Pages

02 December 2022

52 for '22: The Last Tycoon

MovieThe Last Tycoon (1976)
Method: Xfinity

Why Did I watch this?

Well, damned if I know. I was maybe going through De Niro's filmography or maybe even Jack Nicholson's filmography and the synopsis caught my eye for sure. I added it to my infinite Netflix queue and it wasn't available. Nor on any streaming service! So I bought the bastard. Seemed like fun non-Scorcese De Niro, which I'm all about.

What Did I know ahead of time?

I knew the general plot, like a 1930s movie tycoon is the last tycoon or whatever. I didn't know all that much else besides the obvious fact that De Niro was going to De Niro all over this thing. I did in fact forget that Nicholson shows up, if I ever did know that. I really just hear about movies literally ten years ago and file it away as something cool to watch at some point in my lifetime.

How Was It?

This is a bit of a forgotten De Niro movie and it turns out it's that way for a reason. I have really only rarely seen a film in this whole series that doesn't buck its underseen reputation or is undeserving of its underrated status. The Last Tycoon is totally in that zone.

De Niro does De Niro all over this film, and it's fun to watch. He isn't introduced until a while in, though, and it seems like the film doesn't know if it's a scathing critique of capitalism via character study like There Will Be Blood (2007), a inside industry satire like Hail, Caesar! (2016), or a 70s love story like Five Easy Pieces (1970). And no, that's not a love story, but that's kind of the vein here.

The opening is strong. We get the world, the characters, how good De Niro is at both his job and everyone else's job. And he leads this show. Impressive with Donald Pleasance, Robert Mitchum, and Nicholson in the cast, but hey, it's De Niro, man. He totally sells you on everything about this dude. His swagger, confidence, competence, and steel eyed studio leadership. The beginning works so well as this semi-industry satire. I'd have liked them to push everything a bit more. This could have been a really cutting look at the studio system of the 1930s and the brutality of what it took to lead a mad world in its burgeoning infancy.

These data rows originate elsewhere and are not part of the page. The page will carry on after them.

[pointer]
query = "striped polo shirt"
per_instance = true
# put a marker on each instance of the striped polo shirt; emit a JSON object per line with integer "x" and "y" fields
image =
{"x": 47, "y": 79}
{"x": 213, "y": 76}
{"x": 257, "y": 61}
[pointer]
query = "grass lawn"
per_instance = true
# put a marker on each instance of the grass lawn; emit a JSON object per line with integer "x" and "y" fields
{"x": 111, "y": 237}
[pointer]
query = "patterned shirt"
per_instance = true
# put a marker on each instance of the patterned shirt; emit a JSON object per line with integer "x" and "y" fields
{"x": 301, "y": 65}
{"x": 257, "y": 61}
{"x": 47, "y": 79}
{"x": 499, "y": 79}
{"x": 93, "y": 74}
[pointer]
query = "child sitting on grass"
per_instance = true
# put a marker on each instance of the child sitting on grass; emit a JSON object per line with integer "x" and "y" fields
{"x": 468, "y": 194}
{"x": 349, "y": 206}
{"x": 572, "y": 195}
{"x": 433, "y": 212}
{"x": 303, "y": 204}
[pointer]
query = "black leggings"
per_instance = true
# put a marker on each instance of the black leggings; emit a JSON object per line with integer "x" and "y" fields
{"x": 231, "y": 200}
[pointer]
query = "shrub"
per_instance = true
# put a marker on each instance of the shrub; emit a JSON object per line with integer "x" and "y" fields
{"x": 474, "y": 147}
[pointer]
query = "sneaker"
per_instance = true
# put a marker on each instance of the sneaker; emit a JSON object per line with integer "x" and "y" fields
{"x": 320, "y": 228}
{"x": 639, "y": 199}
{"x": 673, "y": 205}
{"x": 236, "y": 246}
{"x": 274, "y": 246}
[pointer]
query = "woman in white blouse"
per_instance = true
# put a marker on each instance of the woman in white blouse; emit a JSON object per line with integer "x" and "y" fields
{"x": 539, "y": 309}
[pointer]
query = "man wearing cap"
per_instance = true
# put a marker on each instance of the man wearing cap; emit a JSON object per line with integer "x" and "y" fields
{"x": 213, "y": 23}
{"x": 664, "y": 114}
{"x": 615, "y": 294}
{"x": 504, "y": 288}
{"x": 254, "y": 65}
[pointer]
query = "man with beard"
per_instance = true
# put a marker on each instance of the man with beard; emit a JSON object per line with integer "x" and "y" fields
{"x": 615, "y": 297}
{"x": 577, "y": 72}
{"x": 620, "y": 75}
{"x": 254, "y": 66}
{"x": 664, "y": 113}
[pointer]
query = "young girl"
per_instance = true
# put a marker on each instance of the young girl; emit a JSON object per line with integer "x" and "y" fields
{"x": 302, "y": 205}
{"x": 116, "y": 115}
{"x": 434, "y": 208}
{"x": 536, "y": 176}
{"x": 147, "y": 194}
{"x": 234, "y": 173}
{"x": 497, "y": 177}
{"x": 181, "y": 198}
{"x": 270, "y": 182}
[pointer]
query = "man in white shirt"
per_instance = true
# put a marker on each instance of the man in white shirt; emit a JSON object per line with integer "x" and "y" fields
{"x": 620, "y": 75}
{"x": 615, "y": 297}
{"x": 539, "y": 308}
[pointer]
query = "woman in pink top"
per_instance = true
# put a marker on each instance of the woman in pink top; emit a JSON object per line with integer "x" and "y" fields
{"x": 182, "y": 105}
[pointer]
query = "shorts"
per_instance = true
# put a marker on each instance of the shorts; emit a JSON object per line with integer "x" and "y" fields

Instead the middle hour is mostly just De Niro trying to bang some random girl. And it goes on...a lot. A lot. Like, when it seems like they're done it keeps going. I don't necessarily default to rolling eyes and checking out during mushy parts of a film, but man this just ground to a halt. We don't really get any progression of character or plot with him wooing this random woman. It's fabulously boring.

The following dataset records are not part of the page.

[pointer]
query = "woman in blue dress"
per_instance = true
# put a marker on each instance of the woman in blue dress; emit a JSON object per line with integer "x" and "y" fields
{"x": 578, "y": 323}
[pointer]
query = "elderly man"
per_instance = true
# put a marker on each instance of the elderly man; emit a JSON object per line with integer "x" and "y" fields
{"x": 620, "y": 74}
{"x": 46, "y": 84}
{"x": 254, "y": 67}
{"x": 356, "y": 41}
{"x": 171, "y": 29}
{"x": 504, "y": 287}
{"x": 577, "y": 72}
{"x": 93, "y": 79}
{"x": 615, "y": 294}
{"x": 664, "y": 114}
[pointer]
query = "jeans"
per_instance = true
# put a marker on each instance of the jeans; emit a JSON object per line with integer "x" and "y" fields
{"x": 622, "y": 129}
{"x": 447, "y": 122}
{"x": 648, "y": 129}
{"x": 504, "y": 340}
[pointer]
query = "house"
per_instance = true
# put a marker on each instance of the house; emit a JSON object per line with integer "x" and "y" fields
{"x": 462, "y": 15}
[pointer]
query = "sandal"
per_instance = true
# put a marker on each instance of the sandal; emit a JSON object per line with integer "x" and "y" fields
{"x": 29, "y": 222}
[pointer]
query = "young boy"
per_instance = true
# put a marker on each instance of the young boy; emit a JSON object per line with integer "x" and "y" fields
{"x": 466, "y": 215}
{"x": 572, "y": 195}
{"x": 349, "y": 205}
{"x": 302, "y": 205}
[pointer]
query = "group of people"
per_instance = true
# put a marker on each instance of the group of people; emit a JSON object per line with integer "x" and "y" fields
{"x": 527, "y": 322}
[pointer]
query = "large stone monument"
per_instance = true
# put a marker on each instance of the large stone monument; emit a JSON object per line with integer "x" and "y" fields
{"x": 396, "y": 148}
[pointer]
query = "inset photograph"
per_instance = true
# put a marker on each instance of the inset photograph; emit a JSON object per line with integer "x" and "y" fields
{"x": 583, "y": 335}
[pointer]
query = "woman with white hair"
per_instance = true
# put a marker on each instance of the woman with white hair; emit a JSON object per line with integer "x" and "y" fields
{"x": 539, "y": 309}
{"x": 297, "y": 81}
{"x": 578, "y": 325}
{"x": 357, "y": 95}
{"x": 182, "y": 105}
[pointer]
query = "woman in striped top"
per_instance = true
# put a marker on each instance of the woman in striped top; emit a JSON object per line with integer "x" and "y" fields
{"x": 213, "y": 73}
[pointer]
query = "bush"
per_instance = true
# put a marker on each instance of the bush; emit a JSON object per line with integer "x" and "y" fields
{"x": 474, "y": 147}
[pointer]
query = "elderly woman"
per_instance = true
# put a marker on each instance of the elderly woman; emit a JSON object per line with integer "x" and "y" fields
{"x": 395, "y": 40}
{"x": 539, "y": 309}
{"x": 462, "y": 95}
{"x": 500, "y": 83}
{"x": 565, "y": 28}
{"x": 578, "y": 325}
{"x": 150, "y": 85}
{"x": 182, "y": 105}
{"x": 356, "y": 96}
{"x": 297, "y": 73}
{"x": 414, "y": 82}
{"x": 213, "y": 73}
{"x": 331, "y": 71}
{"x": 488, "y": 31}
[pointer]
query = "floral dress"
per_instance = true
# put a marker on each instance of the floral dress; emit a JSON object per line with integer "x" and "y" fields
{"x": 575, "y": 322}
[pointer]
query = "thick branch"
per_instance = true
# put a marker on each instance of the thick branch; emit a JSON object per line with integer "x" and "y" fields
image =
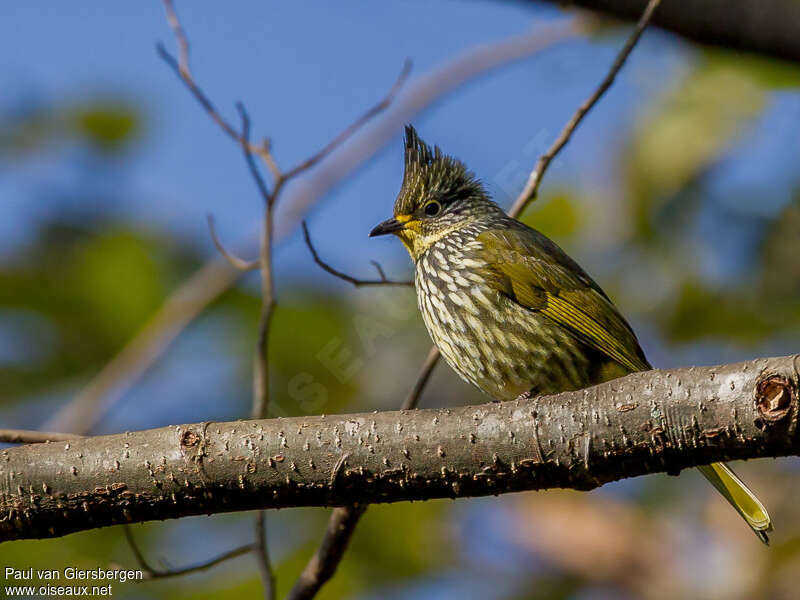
{"x": 644, "y": 423}
{"x": 764, "y": 26}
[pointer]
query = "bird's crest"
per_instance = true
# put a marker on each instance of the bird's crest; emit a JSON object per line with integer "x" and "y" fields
{"x": 430, "y": 171}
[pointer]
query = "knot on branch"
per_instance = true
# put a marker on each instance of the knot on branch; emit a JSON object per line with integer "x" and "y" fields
{"x": 775, "y": 397}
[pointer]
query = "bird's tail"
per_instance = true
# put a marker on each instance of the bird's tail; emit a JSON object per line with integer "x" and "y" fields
{"x": 741, "y": 498}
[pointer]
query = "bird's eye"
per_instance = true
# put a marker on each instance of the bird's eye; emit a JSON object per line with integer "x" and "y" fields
{"x": 432, "y": 208}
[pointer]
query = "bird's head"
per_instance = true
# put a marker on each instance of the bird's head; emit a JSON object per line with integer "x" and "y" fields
{"x": 439, "y": 195}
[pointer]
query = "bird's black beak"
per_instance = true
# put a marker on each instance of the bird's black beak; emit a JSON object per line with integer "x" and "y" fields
{"x": 388, "y": 226}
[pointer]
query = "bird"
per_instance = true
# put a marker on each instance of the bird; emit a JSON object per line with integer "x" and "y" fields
{"x": 508, "y": 309}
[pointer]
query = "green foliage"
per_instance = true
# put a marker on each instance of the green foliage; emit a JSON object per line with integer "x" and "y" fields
{"x": 93, "y": 286}
{"x": 557, "y": 214}
{"x": 107, "y": 126}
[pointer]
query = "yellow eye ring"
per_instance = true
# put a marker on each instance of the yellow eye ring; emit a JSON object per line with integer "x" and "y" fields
{"x": 432, "y": 208}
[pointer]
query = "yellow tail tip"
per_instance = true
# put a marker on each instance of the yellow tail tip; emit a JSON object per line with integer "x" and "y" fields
{"x": 740, "y": 497}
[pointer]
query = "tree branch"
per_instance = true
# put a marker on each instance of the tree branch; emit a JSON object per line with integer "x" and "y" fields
{"x": 765, "y": 26}
{"x": 344, "y": 276}
{"x": 646, "y": 422}
{"x": 531, "y": 189}
{"x": 344, "y": 520}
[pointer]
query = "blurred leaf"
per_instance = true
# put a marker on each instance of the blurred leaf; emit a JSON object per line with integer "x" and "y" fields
{"x": 87, "y": 289}
{"x": 685, "y": 134}
{"x": 557, "y": 214}
{"x": 768, "y": 72}
{"x": 107, "y": 126}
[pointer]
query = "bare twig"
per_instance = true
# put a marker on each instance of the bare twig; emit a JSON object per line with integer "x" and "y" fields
{"x": 215, "y": 277}
{"x": 349, "y": 278}
{"x": 261, "y": 361}
{"x": 152, "y": 573}
{"x": 26, "y": 436}
{"x": 655, "y": 421}
{"x": 420, "y": 94}
{"x": 236, "y": 262}
{"x": 529, "y": 193}
{"x": 355, "y": 125}
{"x": 181, "y": 68}
{"x": 322, "y": 565}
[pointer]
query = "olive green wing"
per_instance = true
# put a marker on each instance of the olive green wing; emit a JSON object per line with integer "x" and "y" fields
{"x": 534, "y": 272}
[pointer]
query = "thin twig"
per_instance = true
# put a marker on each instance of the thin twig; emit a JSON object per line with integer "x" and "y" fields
{"x": 26, "y": 436}
{"x": 349, "y": 278}
{"x": 215, "y": 277}
{"x": 420, "y": 94}
{"x": 151, "y": 573}
{"x": 236, "y": 262}
{"x": 322, "y": 565}
{"x": 531, "y": 190}
{"x": 324, "y": 562}
{"x": 355, "y": 125}
{"x": 263, "y": 189}
{"x": 261, "y": 362}
{"x": 181, "y": 68}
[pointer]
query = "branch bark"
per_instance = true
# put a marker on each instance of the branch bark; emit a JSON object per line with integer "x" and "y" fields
{"x": 764, "y": 26}
{"x": 644, "y": 423}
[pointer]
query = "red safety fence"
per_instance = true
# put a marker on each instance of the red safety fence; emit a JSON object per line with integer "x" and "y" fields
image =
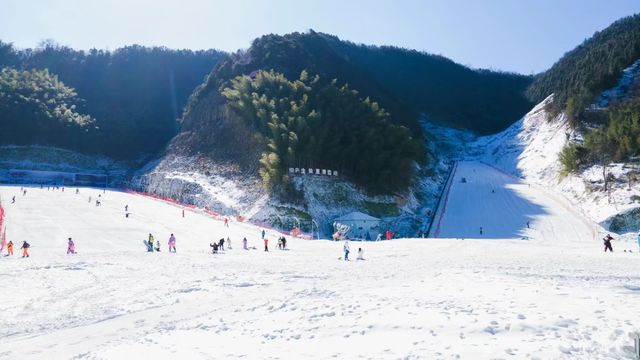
{"x": 216, "y": 216}
{"x": 3, "y": 232}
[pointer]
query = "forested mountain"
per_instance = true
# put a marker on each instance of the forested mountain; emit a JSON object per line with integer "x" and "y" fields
{"x": 134, "y": 94}
{"x": 577, "y": 80}
{"x": 580, "y": 76}
{"x": 360, "y": 112}
{"x": 405, "y": 82}
{"x": 480, "y": 100}
{"x": 36, "y": 107}
{"x": 310, "y": 120}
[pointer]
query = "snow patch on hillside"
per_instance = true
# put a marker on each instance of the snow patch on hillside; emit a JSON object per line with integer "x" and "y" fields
{"x": 530, "y": 148}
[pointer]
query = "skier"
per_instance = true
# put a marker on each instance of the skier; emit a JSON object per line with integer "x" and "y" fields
{"x": 346, "y": 250}
{"x": 71, "y": 247}
{"x": 172, "y": 243}
{"x": 25, "y": 249}
{"x": 607, "y": 243}
{"x": 150, "y": 243}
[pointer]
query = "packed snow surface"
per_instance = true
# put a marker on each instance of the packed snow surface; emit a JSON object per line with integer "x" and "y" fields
{"x": 552, "y": 296}
{"x": 485, "y": 203}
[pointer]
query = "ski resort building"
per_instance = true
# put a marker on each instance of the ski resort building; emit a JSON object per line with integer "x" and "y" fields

But the ending comes around. Mostly when Nicholson shows up. Man, this is such a bad movie to waste prime De Niro and prime Nicholson squaring off against each other. It's unreal to see. They have these opposing viewpoints - De Niro an egotistical studio head, though admittedly not necessarily always chasing profits, and Nicholson an admitted communist trying to help the Writers Guild unionize. They play fabulously awkward against each other and grow tension and subtext like the absolute pros they are. It invites tremendous energy into the film and makes me wonder why this wasn't what the whole film was about.

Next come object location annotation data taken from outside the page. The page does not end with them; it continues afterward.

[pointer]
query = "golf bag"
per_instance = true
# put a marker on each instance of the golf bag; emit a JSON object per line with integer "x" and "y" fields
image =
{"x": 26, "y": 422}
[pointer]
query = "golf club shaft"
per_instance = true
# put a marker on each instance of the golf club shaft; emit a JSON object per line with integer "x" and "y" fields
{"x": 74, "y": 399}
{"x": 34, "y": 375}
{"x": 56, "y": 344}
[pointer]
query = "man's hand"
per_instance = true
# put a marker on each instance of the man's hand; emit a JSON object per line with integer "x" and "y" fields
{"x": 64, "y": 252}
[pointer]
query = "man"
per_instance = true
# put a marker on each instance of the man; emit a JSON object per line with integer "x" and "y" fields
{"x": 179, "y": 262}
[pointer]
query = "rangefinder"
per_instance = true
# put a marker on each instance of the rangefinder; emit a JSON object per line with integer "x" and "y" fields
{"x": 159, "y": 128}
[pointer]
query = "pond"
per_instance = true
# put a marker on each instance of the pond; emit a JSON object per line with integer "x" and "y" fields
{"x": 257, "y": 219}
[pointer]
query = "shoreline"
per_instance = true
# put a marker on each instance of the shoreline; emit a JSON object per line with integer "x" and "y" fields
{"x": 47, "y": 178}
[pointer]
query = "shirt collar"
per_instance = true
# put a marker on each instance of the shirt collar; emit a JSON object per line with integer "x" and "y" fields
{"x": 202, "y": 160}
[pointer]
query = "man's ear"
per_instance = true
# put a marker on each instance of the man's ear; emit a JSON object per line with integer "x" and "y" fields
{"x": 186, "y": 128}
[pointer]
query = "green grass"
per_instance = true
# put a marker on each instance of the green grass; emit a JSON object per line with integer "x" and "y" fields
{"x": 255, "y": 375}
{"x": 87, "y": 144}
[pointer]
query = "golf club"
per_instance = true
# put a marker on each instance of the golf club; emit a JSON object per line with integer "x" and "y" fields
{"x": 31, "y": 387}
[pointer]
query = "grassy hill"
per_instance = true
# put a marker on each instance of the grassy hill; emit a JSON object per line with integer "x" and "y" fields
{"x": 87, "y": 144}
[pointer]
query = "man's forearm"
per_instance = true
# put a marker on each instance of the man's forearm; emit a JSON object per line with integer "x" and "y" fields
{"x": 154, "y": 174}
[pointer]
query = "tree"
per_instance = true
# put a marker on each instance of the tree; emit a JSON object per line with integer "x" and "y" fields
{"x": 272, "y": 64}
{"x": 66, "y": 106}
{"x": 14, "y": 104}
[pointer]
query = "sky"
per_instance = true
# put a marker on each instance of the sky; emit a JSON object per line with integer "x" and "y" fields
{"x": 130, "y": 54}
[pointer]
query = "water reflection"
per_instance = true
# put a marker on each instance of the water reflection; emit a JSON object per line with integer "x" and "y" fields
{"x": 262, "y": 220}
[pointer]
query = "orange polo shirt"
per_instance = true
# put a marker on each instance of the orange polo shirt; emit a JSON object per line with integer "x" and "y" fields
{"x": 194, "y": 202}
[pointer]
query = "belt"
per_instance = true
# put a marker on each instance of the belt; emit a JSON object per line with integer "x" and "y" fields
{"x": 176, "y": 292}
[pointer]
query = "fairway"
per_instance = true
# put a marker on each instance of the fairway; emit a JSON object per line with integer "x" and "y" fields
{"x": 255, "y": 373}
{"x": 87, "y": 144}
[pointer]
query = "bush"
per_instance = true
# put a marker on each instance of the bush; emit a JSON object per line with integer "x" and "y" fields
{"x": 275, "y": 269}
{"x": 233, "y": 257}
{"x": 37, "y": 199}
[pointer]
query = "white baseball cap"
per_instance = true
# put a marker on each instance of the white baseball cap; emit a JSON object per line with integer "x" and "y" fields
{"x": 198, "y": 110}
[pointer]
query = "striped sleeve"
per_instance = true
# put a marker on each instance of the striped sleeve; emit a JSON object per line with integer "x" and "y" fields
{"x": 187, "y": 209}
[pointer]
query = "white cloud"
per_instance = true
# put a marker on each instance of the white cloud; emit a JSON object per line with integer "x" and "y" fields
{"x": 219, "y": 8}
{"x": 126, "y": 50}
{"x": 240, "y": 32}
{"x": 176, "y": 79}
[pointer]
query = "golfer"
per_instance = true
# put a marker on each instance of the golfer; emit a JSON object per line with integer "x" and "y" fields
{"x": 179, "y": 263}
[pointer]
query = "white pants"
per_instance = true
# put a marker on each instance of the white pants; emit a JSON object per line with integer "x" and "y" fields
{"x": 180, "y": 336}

It pushes De Niro into his ultimate meltdown and it ends solidly with his character being essentially kicked out of the studio, but him refusing to believe it. It's fantastic, earned work. I would have liked it if they had jumped into his character from the get go and even introduced the opposing conflict with Nicholson earlier. It would have just accentuated every important theme they were trying to go for.

That's the biggest thing - movies don't work if they only go halfway. The dealing with writers, dealing with actors, dealing with editors who pass away during the screening of movies because they didn't want to interrupt the picture, the impending unionization. It's all gold. We needed a little more of this stuff for it to really have a drive. It's tough for a movie that critiques movies so much to itself be a pretty bad movie.